Investing around the World Cup is going to be a difficult business, with cold logic and fundamental decision-making likely to take a back seat during the course of the event.
The World Cup kicks off on Friday and so investors should start preparing for a bumpy rise ? researchers have found that global stock markets have a big chance of going down during the month the World Cup is held. After all, global bourses rose only three times in the past 14 World Cup tournaments.
It is felt that the World Cup this time will, at least, divert attention away from bourses that are already depressed by economic uncertainties.
But it must also be kept in mind there are opportunities in this climate as some shares can be picked up at bargains after the event, while certain companies are set to benefit from the tournament.
Beer sales will be significantly boosted
China Daily reports that Tsingtao Brewery Co Ltd shares gained 1.98 percent on Monday bucking the downtrend in the overall market on investors' expectations that beer sales will be significantly boosted by soccer fans around the world.
Henan Rebecca Hair Products Co Ltd, the world's largest wig maker, has also benefited directly from the game as 25 percent of its products are sold to Africa and orders have been increasing steadily in recent months, the company said.

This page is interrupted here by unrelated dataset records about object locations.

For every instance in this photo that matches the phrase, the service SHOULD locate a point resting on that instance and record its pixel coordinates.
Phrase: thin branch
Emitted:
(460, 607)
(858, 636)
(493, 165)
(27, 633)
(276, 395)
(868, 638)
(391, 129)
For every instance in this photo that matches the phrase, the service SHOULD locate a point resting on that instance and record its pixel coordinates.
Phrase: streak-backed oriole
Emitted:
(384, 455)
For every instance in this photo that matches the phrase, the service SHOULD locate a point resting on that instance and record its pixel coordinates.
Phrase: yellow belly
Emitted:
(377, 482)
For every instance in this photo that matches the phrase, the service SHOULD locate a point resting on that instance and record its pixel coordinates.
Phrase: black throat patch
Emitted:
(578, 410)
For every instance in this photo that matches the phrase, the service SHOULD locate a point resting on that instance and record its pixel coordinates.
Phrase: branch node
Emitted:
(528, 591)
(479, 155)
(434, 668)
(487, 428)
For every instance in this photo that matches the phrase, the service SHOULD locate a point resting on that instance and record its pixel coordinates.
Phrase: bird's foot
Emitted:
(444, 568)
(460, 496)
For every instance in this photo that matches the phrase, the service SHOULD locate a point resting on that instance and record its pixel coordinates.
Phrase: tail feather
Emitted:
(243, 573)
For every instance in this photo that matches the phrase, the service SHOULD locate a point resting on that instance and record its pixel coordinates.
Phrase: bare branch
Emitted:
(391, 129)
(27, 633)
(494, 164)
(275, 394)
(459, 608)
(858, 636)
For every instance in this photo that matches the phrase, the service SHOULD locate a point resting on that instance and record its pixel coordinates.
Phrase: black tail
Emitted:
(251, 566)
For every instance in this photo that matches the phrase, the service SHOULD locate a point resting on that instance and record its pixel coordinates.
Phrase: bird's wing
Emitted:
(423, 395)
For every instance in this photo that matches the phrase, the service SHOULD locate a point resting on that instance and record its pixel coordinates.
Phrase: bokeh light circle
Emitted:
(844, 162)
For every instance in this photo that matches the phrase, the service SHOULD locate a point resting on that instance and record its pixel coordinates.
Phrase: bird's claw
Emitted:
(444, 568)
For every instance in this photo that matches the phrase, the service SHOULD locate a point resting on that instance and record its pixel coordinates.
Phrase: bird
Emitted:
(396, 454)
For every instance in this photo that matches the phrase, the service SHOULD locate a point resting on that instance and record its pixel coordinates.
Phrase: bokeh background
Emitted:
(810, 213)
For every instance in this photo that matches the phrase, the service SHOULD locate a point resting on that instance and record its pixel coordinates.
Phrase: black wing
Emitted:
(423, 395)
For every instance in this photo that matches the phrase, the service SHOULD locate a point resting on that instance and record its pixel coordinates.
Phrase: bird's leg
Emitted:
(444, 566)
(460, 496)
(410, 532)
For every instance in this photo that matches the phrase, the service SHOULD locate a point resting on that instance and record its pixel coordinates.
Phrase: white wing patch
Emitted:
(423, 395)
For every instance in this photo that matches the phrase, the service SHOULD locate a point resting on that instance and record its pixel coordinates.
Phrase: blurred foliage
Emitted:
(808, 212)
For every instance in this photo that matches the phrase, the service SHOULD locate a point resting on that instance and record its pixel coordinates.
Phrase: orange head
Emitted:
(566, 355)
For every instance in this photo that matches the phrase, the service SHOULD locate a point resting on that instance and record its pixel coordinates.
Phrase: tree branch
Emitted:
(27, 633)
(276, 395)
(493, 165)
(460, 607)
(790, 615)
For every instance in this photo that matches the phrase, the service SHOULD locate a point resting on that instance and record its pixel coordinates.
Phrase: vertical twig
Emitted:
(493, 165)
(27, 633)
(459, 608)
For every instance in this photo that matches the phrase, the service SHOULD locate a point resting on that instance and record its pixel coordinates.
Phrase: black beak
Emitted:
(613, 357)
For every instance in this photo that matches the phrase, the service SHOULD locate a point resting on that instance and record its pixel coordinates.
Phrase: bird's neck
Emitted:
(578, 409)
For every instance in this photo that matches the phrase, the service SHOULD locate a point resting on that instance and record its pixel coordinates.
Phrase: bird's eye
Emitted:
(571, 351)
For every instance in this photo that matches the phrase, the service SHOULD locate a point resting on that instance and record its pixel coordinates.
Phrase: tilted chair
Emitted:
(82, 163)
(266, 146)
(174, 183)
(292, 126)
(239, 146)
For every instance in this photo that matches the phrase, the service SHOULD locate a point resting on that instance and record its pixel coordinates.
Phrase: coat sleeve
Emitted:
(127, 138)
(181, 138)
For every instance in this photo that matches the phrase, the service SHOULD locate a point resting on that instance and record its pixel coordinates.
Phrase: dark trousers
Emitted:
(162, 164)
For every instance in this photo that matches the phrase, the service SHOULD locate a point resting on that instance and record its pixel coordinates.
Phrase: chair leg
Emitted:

And some behaviour has been found to be directly related to the performance ? or more importantly non-performance ? of a favoured team.
A study carried out by academics from the Universities of Bangor, Leeds and Newcastle examined whether, on average, returns from the FTSE 100 index changed significantly the day after 290 England international football games between 1984 and 2009.
Early England exit disastrous
They found that an early England exit in South Africa could have negative business effects on the alcohol, media, leisure and sportswear industries
It was found the largest gains and falls in the stock market happened after tournament games such as the World Cup. Slightly lower share price gains and losses were noticed after friendly and qualifying matches.
The effect of international sporting results on stock markets was well documented and often attributed to the psychological effects of the result, said researchers.
Professor Robert Hudson, from Newcastle University Business School, said: "Stockbrokers, like everyone else, can be carried away in the depression associated with an England loss at the World Cup.''
Dr John Ashton, from Bangor University Business School, said: "If England are eliminated from the World Cup early, it may be a good day to look for bargains on the stock market".
Share prices to watch out for
But it's not just share prices to watch out for ? as regards to the World Cup soccer games, the stress of the fans of a losing country leads to extreme phenomena, like an increase in heart attack rates and changes in workers' productivity, according to MoneyScence.
Guy Kaplanski and Haim Levy write in MoneyScience that with increasing stress investors become more risk averse, and are therefore inclined to sell stocks. Their study shows that alongside the local effect, the World Cup sporting event is also associated with a long lasting global effect, i.e. with substantial low returns in the US stock market.
Investigating eleven World Cup events during a period of 41 years, reveals that the average return on the US market over the World Cup's global effect period is -6.25 percent (-46.6 percent annually) relative to +1.27 percent (10.6 percent annually), corresponding to all-days average returns for the same period length.
Investors would do well to make sure they understand the effects of the tournament on their money ? and that there could well be some nice buying opportunities after the event. An analyst from Haitong Securities in China goes so far as to say he has cut his stock market holdings to 20 percent until after the matches end. Maybe a bit extreme, but then again, China is not likely to be holding the coveted gold trophy aloft on 11 July.